Comment Re: Data Security Officer (Score 1) 192
Throughout this conversation, I've been patiently waiting for someone to realize there's a lot more correlating data available in plain sight than anyone is owning up to. Provided that realization is made in the first place, the ensuing thought experiment should rapidly progress through probability, curve fitting, and rote process of elimination in a key space drastically reduced from even the space represented by the raw medallion search space.
If someone else, anyone else, would bother to think about this for a few moments, they might just arrive at a deeply uncomfortable conclusion: some data sets cannot be properly anonymised at all.
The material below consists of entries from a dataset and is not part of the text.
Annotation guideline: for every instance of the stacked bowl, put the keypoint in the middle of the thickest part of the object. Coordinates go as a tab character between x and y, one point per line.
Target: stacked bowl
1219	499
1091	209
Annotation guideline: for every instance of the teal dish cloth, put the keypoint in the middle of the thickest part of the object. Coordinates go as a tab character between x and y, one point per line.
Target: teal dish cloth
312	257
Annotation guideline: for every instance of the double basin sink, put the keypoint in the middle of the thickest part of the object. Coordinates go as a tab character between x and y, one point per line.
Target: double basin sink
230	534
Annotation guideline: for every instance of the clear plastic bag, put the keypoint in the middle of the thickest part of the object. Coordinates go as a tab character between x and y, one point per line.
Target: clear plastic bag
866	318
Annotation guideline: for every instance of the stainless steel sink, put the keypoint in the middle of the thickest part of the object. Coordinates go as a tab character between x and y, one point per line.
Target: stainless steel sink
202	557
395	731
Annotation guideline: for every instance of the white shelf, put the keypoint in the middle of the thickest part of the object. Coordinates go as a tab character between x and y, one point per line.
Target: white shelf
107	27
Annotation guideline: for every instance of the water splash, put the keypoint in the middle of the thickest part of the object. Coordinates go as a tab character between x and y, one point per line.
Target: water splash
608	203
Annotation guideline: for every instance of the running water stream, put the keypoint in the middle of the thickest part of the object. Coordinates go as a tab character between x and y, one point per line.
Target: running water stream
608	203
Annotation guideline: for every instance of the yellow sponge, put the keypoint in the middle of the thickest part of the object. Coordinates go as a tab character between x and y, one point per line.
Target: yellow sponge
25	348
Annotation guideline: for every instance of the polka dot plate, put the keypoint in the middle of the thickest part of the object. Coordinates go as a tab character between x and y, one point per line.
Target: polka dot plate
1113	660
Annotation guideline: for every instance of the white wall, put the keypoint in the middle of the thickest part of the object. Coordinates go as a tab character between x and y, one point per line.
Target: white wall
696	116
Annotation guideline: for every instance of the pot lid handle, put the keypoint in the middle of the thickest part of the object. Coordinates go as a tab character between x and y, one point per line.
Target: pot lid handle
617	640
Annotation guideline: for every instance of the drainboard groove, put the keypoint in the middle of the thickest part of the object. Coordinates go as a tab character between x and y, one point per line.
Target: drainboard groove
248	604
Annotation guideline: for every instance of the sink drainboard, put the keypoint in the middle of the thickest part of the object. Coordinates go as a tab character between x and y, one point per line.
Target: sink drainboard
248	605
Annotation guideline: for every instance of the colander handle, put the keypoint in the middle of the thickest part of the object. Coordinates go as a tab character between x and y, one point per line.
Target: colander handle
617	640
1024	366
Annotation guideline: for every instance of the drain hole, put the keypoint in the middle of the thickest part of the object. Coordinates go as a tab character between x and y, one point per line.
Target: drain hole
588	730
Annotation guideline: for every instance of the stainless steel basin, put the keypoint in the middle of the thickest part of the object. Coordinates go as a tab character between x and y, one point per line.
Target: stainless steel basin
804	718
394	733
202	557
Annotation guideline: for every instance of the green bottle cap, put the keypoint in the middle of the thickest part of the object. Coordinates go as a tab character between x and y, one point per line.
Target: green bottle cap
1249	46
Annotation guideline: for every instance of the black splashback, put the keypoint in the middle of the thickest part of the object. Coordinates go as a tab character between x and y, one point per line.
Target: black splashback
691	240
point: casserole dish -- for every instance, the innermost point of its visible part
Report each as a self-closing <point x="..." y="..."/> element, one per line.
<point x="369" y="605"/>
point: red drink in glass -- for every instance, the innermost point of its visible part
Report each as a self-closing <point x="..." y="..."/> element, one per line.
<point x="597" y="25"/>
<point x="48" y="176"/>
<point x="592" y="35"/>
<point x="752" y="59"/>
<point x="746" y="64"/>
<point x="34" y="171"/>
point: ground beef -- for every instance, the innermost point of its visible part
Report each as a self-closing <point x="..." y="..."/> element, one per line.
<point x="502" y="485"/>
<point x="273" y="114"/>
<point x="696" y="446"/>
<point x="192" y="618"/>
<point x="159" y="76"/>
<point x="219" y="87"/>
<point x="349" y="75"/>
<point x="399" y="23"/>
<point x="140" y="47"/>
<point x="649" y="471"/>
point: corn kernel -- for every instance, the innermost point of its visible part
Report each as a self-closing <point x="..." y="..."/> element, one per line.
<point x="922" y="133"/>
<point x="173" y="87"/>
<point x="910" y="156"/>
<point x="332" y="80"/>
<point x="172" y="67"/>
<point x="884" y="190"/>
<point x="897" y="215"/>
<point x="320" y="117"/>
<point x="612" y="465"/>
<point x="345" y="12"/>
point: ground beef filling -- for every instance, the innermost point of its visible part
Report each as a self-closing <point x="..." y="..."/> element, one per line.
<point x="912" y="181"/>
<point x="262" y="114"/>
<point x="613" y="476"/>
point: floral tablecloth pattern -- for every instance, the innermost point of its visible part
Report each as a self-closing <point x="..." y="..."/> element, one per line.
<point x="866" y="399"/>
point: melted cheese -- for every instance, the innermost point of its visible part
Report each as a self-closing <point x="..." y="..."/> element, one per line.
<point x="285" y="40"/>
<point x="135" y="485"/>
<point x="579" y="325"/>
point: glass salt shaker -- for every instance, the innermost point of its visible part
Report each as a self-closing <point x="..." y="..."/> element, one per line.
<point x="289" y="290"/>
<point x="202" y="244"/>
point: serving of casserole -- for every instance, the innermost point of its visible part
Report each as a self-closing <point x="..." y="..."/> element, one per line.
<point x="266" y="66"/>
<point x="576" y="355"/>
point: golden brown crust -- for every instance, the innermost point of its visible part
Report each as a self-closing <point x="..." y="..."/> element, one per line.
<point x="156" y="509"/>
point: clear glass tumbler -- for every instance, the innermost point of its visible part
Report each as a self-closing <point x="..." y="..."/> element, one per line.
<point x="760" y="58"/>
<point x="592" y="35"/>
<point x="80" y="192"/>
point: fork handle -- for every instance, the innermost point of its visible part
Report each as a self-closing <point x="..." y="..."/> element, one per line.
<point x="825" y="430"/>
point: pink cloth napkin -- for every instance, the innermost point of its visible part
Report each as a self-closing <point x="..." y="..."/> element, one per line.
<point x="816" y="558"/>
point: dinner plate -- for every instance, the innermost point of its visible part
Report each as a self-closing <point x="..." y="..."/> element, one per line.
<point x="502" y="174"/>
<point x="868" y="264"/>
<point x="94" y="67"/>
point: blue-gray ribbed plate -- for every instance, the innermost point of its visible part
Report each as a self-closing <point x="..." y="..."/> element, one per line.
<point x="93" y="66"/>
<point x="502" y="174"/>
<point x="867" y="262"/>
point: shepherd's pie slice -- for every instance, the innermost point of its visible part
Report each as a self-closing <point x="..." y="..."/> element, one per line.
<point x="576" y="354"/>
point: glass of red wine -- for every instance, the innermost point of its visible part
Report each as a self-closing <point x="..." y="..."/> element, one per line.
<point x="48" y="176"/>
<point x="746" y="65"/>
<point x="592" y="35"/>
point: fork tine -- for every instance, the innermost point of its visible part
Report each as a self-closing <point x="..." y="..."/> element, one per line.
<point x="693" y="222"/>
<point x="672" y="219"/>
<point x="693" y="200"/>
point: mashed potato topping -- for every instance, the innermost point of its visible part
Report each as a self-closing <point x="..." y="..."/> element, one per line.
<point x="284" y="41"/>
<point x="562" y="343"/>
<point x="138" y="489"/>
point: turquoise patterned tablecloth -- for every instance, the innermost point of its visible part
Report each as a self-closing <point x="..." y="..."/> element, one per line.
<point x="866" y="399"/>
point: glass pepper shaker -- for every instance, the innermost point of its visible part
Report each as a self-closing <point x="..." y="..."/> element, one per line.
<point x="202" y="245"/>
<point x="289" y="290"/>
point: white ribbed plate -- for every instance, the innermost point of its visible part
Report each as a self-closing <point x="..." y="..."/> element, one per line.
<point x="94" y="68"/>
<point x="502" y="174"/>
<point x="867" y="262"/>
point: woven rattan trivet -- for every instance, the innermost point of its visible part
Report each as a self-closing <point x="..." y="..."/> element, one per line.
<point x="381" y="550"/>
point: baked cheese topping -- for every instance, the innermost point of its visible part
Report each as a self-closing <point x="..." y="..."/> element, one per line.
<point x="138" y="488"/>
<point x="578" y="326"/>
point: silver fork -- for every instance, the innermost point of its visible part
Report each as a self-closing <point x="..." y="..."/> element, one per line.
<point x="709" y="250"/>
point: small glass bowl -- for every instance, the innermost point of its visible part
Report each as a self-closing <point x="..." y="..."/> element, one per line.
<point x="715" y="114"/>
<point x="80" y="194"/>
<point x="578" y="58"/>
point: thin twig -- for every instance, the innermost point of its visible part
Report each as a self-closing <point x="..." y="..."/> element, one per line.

Put another way, engineering a cryptographic solution in a vacuum is a lot like gasping for breath in outer space: you can perform actions you are utterly convinced are perfectly valid, but owing to context the end result is going to be highly unpleasant.
This is why we can't have nice things, specifically things involving sane public policy regarding privacy. Regardless of how the voting populace and their elected representatives might desire to craft policy in one direction or another, fundamental lack of understanding of the underlying environment and its rules of operation implies a necessary disconnect between intent and outcome.
This is why people need to study formal reference materials and think about things before they make recommendations, and it is why large scale intelligence outfits will continue to trump those under observation. Tunnel vision is a motherfucker.